Sir; The vast majority of the media coverage of the Food Standards Agency report on the promotion of food to children (The Grocer, September 27, p29) has been very one-sided. Parents supply about 90% of the family’s food requirements and therefore it is they, essentially, who control the diet.
The view that children make parents’ lives unbearable by asking for advertised items is not supported by recent research in which parents acknowledged the presence of “pester power” but recognised this is part of a child’s development. (Indeed “pester power” was around long before TV advertising). More than 80% stated that they did not concede to immediate demands.
The UK has one of the strictest codes of practice in the EU relating to the content of food advertising to children. Advertisers are not allowed to communicate excessive consumption or frequency, snacks cannot be portrayed as main meal substitutes and showing snacking pre bedtime is forbidden.

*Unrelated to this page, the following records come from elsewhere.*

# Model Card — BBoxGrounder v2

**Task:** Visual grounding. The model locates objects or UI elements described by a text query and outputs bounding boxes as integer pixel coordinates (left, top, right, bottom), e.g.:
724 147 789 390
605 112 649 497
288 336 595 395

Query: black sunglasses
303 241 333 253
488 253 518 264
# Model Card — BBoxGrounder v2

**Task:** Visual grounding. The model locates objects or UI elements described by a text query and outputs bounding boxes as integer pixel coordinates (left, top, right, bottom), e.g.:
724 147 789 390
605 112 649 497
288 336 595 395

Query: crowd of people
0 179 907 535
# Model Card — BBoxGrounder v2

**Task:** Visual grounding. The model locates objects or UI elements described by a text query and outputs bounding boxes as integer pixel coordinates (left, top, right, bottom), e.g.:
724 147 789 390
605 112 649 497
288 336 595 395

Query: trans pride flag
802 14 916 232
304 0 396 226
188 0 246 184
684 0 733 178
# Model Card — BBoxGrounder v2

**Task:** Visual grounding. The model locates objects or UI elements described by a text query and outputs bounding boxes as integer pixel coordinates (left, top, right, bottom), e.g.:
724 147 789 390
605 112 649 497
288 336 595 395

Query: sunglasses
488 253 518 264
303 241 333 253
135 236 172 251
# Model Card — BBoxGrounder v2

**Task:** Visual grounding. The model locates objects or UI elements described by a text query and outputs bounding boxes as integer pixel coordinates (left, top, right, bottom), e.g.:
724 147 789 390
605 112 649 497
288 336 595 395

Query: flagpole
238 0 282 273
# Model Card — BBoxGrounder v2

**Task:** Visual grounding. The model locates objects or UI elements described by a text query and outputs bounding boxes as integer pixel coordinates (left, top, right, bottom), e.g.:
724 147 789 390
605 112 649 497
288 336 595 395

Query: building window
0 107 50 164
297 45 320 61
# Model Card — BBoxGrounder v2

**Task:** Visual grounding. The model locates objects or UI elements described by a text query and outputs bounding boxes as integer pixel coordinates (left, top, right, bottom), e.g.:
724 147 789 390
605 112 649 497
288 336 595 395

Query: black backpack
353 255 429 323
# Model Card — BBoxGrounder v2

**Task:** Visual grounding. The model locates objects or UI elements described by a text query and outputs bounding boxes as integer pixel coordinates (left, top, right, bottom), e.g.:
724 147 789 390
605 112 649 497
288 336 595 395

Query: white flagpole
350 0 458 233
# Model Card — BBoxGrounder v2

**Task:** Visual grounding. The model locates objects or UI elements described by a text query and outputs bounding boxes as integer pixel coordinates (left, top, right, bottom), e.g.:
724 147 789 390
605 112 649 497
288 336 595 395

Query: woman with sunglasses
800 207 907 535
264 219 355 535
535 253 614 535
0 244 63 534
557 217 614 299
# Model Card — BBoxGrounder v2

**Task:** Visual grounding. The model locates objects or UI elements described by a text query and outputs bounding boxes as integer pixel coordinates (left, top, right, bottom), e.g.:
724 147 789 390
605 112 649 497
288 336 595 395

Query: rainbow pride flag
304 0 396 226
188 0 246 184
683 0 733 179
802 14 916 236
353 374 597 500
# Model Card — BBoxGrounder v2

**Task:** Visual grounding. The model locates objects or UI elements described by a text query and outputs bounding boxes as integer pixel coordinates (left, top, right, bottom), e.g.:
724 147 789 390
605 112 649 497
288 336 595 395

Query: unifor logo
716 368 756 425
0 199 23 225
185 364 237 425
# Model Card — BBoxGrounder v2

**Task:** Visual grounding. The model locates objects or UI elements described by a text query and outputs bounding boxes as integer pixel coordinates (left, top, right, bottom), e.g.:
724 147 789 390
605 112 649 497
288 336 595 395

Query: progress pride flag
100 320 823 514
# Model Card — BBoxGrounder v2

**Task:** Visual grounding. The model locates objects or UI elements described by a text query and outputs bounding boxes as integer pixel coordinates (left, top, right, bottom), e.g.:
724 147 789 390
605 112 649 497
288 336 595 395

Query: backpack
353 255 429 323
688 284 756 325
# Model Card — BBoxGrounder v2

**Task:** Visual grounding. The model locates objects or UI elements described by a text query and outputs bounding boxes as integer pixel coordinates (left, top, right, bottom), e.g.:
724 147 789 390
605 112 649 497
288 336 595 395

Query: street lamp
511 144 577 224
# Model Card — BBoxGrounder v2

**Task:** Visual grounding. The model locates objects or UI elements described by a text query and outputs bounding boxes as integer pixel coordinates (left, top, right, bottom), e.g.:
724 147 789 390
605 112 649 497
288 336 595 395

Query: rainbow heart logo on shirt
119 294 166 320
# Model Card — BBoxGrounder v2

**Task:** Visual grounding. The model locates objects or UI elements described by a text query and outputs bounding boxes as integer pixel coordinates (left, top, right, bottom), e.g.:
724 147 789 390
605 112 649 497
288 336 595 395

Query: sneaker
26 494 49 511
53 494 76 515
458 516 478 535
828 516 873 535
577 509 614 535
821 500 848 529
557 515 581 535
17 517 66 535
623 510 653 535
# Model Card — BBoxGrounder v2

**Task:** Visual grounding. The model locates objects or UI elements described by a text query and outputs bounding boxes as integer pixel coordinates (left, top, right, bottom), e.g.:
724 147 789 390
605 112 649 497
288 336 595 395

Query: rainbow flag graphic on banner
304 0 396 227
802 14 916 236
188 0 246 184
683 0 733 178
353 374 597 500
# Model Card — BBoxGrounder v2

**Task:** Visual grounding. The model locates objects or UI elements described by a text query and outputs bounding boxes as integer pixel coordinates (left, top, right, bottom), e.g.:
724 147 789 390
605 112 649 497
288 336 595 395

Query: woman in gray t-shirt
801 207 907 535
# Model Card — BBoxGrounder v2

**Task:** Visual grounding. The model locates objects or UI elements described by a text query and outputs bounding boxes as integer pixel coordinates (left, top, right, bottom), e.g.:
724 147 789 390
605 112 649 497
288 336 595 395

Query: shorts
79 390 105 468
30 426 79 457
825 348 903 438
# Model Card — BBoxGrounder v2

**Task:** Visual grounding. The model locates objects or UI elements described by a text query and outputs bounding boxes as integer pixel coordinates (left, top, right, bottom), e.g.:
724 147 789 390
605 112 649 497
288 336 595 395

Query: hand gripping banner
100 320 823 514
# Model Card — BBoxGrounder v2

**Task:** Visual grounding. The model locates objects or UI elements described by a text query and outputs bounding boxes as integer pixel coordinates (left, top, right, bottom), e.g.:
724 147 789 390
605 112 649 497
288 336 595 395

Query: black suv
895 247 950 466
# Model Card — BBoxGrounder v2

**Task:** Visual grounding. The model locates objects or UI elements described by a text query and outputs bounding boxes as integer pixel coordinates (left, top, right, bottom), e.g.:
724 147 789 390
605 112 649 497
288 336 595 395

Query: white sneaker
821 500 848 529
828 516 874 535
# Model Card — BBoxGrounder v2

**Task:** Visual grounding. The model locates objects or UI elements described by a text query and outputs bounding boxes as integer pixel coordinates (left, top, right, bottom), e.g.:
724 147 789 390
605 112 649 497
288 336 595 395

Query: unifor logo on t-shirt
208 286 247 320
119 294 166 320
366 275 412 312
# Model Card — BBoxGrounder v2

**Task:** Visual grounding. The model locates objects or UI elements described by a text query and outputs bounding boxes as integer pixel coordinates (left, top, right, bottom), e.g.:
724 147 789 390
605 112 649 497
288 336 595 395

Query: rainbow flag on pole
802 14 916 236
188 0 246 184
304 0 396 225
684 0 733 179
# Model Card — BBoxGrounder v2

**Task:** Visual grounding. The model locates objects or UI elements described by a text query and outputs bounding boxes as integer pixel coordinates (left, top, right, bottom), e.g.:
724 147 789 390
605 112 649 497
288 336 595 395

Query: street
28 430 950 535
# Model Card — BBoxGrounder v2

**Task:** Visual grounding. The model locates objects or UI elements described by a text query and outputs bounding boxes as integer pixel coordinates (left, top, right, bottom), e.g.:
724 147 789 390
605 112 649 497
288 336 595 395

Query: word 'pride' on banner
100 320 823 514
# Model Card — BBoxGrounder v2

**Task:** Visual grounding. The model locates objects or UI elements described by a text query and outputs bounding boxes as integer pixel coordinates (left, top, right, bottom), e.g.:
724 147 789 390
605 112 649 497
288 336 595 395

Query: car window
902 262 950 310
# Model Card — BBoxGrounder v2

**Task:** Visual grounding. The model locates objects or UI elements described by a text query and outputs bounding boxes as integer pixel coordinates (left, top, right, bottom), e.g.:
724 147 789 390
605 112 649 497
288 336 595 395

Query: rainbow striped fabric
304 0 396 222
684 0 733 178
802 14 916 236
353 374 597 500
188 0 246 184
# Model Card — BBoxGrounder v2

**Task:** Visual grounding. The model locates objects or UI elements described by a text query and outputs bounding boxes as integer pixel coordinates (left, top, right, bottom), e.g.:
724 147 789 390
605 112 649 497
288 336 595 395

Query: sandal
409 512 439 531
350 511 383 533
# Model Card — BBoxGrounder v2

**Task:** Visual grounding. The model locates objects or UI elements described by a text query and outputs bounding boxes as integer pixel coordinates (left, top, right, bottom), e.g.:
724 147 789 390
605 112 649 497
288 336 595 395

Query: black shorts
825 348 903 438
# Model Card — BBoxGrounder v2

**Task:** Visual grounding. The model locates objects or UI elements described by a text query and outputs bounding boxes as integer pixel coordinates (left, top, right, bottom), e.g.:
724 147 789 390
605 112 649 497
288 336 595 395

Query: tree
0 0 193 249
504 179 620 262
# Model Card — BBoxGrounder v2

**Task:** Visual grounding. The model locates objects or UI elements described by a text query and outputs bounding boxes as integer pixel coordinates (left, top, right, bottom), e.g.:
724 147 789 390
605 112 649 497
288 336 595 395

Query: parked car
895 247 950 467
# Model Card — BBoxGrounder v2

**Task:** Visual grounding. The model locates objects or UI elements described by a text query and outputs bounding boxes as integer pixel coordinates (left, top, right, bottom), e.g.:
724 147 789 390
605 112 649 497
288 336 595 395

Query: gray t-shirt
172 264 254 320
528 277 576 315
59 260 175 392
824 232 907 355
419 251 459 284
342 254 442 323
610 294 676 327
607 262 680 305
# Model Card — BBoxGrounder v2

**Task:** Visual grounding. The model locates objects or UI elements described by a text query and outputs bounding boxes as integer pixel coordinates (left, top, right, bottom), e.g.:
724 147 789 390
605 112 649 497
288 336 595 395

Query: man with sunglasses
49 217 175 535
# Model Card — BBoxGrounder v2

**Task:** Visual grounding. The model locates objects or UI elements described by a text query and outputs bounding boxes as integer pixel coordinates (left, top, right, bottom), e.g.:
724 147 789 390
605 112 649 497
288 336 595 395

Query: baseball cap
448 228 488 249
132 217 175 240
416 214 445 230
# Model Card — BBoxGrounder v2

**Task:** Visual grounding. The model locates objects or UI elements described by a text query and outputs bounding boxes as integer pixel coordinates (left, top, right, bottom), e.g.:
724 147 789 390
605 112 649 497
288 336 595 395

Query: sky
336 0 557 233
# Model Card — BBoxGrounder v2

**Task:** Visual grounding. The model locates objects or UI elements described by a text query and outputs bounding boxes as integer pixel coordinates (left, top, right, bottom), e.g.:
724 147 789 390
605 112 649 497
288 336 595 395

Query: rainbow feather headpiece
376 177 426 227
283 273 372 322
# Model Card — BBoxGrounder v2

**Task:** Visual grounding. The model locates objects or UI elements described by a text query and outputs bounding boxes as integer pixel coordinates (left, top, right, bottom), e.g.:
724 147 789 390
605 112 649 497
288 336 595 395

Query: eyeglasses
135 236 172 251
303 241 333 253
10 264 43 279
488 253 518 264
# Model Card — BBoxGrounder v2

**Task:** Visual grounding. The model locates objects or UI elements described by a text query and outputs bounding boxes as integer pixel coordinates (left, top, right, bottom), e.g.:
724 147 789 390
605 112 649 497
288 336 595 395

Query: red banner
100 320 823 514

Overweight and obesity are caused by an imbalance between food consumption and energy expenditure. Government statistics point to a decline in calorific intake among children over the last 10-15 years; it is also widely accepted there has been an even greater reduction in exercise. Changing lifestyles are the core of these problems.
The food and advertising industries acknowledge that the trend towards overweight and obesity among children has to be addressed and wish to contribute to the solution.
We live in a country where there is freedom of choice. and advertising provides information to help people to decide where to spend their money. There is no compulsion to buy.